Culture

Caught Between Two Eagles: With Trump’s US-Mex Wall Pledge, Central Americans Stand to Suffer Most

Photo by John Moore/Getty Images

Can Donald Trump name a Central American country, much less find one on a map? I asked myself this as he announced this week that his executive order to build a wall on the US-Mexico border “will also help Mexico by deterring illegal immigration from Central America.” This had to be one of the first times he’s name-dropped our region. After my ears perked up from being acknowledged, the uneasiness crept in. This moment confirmed the fears Central Americans have felt ever since Donald Trump, then candidate, and Mexican President Enrique Peña Nieto met up in September of 2016. We dread becoming the scapegoat for the region’s security problems, a situation that could result in more deportations, detentions, and deaths for Central Americans at the hands of governments on both sides of the border.

Peña Nieto seemed not to take the bait as he fired back in a video on Wednesday, saying “Mexico doesn’t believe in walls.”

My eyes rolled so far back I could see El Salvador 15 years ago – before we adopted the US dollar. It’s obvious that for a president with an abysmally low approval rating, this is a golden opportunity to stand up to Trump, win back popular support and be lionized by world leaders. However, one haughty sound bite is not going to undo the fact that last year Mexico deported more than 140,000 Central Americans from the Northern Triangle (El Salvador, Guatemala, and Honduras). That’s almost twice as many people as the United States deported from this same demographic. Those numbers don’t take into the account the multiple stories of extortion, sexual assault, and disappearances of Central Americans crossing through Mexico, for which there are no official government statistics. I can also think of at least 43 reasons the Mexican people shouldn’t trust Peña Nieto.

Many think Central Americans come in two flavors: face-tatted Mara gangsters and the masked police death squads who fight them.

Surely if two of the major players in North America are trying to deter migration from the Central American Isthmus, we must be a menace, the logic goes. If you’ve only seen documentaries like National Geographic: World’s Most Dangerous Gang (2016) or Vice’s Gangs of El Salvador (2015), you would think people from the Northern Triangle come in two flavors: face-tatted Mara gangsters and the masked police death squads who fight them. In reality, most migrants from those countries are fleeing the conditions of gang warfare, a violent phenomenon that has its roots in US-intervention and draconian immigration policy. Unless conditions in the region improve, actions to deter Central Americans will not mean less immigrants, they’ll just mean a more perilous journey with more human rights violations.
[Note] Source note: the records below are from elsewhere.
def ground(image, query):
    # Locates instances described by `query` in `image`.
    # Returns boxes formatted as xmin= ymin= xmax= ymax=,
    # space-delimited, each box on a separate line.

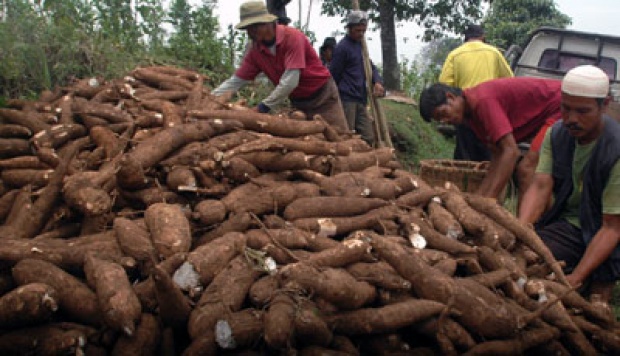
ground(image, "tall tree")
xmin=321 ymin=0 xmax=485 ymax=90
xmin=484 ymin=0 xmax=572 ymax=49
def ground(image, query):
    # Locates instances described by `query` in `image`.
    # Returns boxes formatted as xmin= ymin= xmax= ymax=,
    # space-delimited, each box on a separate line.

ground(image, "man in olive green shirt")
xmin=519 ymin=65 xmax=620 ymax=302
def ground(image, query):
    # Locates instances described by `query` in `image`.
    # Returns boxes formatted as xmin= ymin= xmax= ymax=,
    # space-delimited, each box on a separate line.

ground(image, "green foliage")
xmin=0 ymin=0 xmax=246 ymax=98
xmin=321 ymin=0 xmax=486 ymax=40
xmin=381 ymin=100 xmax=454 ymax=172
xmin=484 ymin=0 xmax=572 ymax=49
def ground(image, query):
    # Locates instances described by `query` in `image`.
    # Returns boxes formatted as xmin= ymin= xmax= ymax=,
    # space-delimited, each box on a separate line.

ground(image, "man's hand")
xmin=252 ymin=102 xmax=271 ymax=114
xmin=566 ymin=273 xmax=583 ymax=288
xmin=372 ymin=83 xmax=385 ymax=97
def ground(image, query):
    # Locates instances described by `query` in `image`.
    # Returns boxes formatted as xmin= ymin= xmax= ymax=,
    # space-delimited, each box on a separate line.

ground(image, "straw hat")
xmin=562 ymin=65 xmax=609 ymax=98
xmin=235 ymin=1 xmax=278 ymax=30
xmin=347 ymin=10 xmax=368 ymax=27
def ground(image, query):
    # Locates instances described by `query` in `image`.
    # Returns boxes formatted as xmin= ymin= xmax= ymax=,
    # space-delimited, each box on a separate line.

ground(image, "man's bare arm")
xmin=567 ymin=214 xmax=620 ymax=285
xmin=477 ymin=133 xmax=520 ymax=198
xmin=519 ymin=173 xmax=553 ymax=224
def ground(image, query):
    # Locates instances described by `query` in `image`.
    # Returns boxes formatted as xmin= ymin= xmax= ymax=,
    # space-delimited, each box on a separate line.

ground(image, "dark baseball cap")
xmin=463 ymin=24 xmax=484 ymax=41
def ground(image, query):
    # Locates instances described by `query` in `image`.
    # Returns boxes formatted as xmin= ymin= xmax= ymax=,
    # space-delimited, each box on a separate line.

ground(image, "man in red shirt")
xmin=212 ymin=1 xmax=349 ymax=131
xmin=420 ymin=77 xmax=561 ymax=198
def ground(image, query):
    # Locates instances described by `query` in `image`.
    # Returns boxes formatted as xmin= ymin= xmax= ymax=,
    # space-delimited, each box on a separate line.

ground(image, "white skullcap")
xmin=562 ymin=65 xmax=609 ymax=98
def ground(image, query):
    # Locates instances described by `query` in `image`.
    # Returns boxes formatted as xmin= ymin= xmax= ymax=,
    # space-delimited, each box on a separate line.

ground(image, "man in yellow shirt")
xmin=439 ymin=25 xmax=513 ymax=161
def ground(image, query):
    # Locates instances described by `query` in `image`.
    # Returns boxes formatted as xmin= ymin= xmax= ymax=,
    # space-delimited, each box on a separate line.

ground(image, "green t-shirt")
xmin=536 ymin=130 xmax=620 ymax=227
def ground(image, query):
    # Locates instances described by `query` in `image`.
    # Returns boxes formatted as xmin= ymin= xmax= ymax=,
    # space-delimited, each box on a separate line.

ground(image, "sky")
xmin=215 ymin=0 xmax=620 ymax=63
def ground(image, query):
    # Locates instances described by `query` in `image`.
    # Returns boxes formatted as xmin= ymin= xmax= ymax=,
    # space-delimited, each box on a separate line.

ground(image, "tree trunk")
xmin=379 ymin=0 xmax=400 ymax=90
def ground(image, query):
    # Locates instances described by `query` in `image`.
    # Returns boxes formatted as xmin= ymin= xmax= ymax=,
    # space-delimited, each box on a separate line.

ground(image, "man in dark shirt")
xmin=329 ymin=11 xmax=385 ymax=146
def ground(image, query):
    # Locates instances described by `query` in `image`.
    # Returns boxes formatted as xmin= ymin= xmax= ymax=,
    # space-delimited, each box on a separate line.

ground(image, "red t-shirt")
xmin=235 ymin=25 xmax=331 ymax=99
xmin=463 ymin=77 xmax=562 ymax=144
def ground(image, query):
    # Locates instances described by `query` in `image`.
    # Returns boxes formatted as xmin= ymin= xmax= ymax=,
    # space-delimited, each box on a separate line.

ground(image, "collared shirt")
xmin=439 ymin=41 xmax=513 ymax=89
xmin=463 ymin=77 xmax=562 ymax=144
xmin=235 ymin=25 xmax=330 ymax=99
xmin=329 ymin=36 xmax=383 ymax=103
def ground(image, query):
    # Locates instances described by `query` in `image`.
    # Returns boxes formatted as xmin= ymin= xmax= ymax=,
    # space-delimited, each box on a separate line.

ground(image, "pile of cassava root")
xmin=0 ymin=66 xmax=620 ymax=355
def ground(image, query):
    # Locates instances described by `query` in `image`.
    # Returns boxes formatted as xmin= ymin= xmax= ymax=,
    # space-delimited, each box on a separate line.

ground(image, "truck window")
xmin=538 ymin=49 xmax=617 ymax=80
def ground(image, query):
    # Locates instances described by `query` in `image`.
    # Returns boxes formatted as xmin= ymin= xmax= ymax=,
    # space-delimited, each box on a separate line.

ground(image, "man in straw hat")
xmin=213 ymin=1 xmax=348 ymax=131
xmin=519 ymin=65 xmax=620 ymax=302
xmin=420 ymin=77 xmax=561 ymax=200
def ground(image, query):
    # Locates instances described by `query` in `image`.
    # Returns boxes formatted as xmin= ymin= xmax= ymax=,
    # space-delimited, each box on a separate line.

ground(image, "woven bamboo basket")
xmin=418 ymin=159 xmax=489 ymax=192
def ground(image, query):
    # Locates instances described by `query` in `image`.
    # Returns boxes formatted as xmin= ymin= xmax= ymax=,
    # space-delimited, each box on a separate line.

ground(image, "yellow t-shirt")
xmin=439 ymin=41 xmax=513 ymax=89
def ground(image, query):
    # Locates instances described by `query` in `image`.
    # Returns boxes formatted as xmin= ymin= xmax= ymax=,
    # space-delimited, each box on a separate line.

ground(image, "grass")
xmin=381 ymin=100 xmax=454 ymax=172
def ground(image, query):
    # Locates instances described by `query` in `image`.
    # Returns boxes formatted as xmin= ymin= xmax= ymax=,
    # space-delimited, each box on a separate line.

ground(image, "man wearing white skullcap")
xmin=519 ymin=65 xmax=620 ymax=302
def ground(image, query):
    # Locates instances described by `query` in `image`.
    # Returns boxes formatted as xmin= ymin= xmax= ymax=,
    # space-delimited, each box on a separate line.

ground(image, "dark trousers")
xmin=454 ymin=125 xmax=491 ymax=162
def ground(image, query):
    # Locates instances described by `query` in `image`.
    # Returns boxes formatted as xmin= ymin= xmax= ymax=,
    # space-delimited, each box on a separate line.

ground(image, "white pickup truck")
xmin=505 ymin=27 xmax=620 ymax=121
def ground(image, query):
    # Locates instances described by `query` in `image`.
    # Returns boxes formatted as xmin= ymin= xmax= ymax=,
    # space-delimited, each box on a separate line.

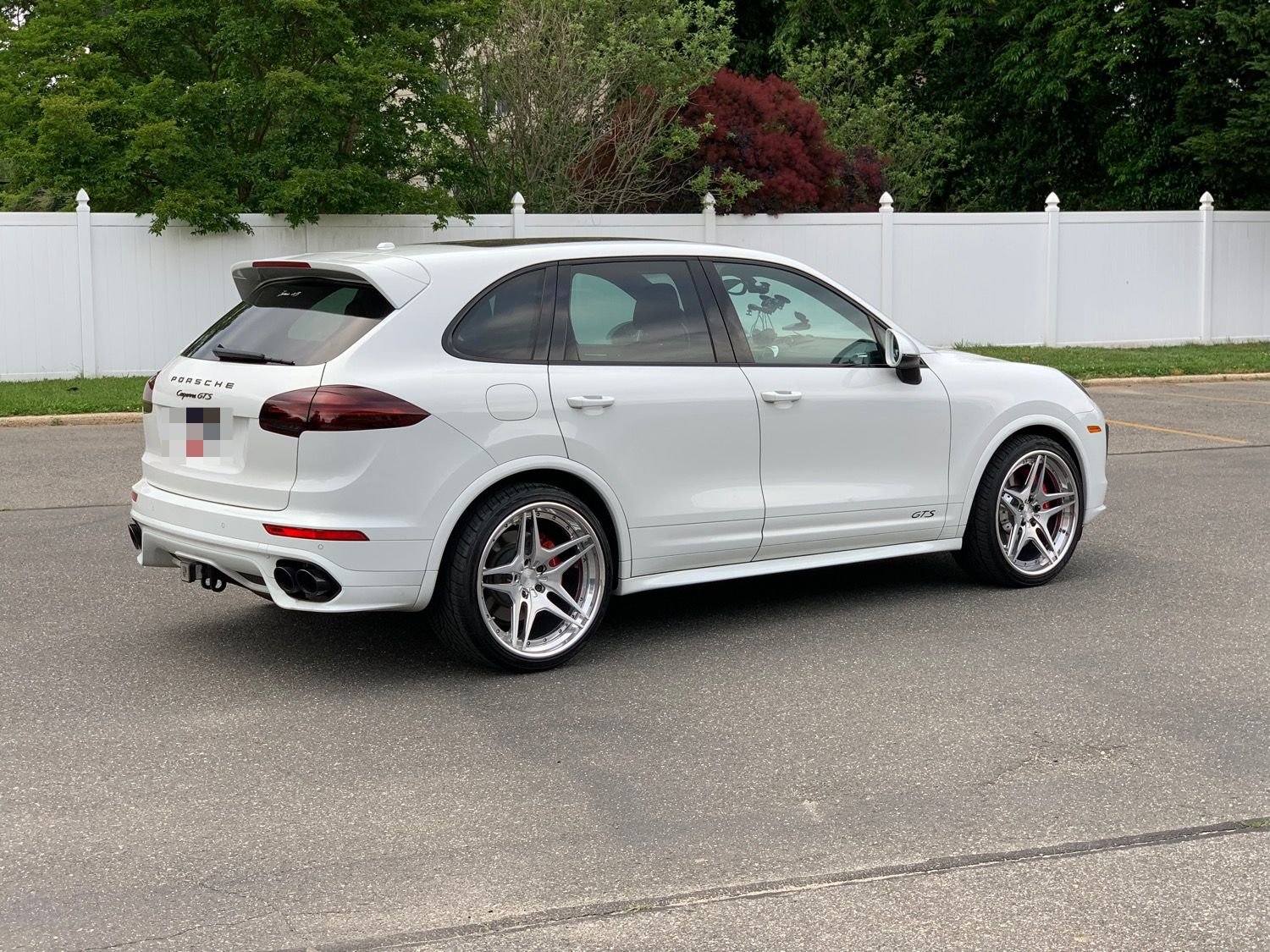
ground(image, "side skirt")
xmin=617 ymin=538 xmax=962 ymax=596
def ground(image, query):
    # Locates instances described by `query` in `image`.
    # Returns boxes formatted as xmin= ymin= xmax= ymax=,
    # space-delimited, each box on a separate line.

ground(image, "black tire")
xmin=431 ymin=482 xmax=615 ymax=672
xmin=952 ymin=433 xmax=1085 ymax=588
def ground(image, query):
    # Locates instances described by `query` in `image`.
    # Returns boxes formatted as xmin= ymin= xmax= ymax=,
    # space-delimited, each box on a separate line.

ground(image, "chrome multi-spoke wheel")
xmin=955 ymin=433 xmax=1085 ymax=586
xmin=478 ymin=503 xmax=605 ymax=658
xmin=433 ymin=482 xmax=612 ymax=672
xmin=997 ymin=449 xmax=1081 ymax=575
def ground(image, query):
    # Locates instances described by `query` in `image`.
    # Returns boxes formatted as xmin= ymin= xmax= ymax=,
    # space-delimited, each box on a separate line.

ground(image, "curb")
xmin=0 ymin=413 xmax=141 ymax=429
xmin=1081 ymin=373 xmax=1270 ymax=388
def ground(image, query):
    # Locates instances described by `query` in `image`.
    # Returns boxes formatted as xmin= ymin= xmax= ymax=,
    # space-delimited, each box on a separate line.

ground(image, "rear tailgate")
xmin=141 ymin=357 xmax=325 ymax=509
xmin=141 ymin=261 xmax=427 ymax=510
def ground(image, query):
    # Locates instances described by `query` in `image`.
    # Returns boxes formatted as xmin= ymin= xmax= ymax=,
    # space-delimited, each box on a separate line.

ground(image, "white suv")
xmin=130 ymin=240 xmax=1107 ymax=670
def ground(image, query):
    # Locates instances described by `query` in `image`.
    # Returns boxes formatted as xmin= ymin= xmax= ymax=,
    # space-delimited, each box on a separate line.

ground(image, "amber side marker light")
xmin=263 ymin=523 xmax=370 ymax=542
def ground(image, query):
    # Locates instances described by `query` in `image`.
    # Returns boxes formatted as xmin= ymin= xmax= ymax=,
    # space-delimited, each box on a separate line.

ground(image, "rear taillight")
xmin=261 ymin=383 xmax=428 ymax=437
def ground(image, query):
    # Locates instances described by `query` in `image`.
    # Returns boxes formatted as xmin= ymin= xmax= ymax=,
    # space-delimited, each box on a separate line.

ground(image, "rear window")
xmin=185 ymin=278 xmax=393 ymax=366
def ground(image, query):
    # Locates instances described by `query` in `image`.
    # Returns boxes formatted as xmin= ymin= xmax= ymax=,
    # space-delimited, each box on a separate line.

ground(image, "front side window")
xmin=711 ymin=261 xmax=886 ymax=367
xmin=450 ymin=268 xmax=546 ymax=360
xmin=566 ymin=261 xmax=714 ymax=365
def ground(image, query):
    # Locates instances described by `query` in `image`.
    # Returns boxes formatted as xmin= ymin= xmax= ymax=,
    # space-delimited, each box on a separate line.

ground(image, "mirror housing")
xmin=881 ymin=327 xmax=922 ymax=383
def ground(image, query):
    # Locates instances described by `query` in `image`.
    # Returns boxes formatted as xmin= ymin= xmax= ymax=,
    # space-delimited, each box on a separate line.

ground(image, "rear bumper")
xmin=132 ymin=480 xmax=432 ymax=614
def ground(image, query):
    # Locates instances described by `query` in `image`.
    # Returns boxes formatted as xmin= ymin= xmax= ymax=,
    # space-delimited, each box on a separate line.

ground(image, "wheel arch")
xmin=424 ymin=457 xmax=630 ymax=586
xmin=957 ymin=415 xmax=1089 ymax=536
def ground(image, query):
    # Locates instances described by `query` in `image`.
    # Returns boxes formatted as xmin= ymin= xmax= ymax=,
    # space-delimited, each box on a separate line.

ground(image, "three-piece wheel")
xmin=433 ymin=434 xmax=1085 ymax=672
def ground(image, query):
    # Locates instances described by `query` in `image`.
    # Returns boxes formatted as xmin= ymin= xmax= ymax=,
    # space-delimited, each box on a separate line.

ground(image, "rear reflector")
xmin=263 ymin=523 xmax=368 ymax=542
xmin=261 ymin=383 xmax=428 ymax=437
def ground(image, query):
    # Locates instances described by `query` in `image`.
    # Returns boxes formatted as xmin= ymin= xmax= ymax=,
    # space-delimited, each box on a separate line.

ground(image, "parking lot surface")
xmin=0 ymin=382 xmax=1270 ymax=949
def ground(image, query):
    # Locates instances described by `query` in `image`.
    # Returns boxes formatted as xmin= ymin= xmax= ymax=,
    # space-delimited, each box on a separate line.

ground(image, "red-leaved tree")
xmin=683 ymin=69 xmax=886 ymax=215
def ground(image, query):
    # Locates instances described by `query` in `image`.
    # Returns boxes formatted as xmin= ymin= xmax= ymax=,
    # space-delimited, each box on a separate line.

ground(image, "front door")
xmin=708 ymin=261 xmax=950 ymax=559
xmin=550 ymin=259 xmax=764 ymax=575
Whether Trump and Peña Nieto kiss and make up or not, I doubt either will take a break from the total desmadre that is them running their countries into the ground. I can’t hold my breath because Central American lives are already being discussed as a bargaining chip for bilateral agreements between our two larger neighbors. When we’re building our transnational resistance movements to the current power structures, the Northern Triangle cannot be left out. When we show up to stop the border wall, we need to show up and hold Mexico accountable to its claim not to believe in walls, especially one with Central America.

No matter what happens, Central Americans will need be vigilant; aside from our own side-show governments, we have to remain attuned to two other foreign governments in order to navigate the survival of our communities. In some ways, these countries are much like their national birds. The United States and Mexico are represented by the bald eagle and the golden eagle respectively, both large, predatory birds. The national birds of the Central American Northern triangle are brightly colored, smaller and easier targets.

While the two birds of prey tussle with each other, Central America doesn’t want to be anybody’s lunch.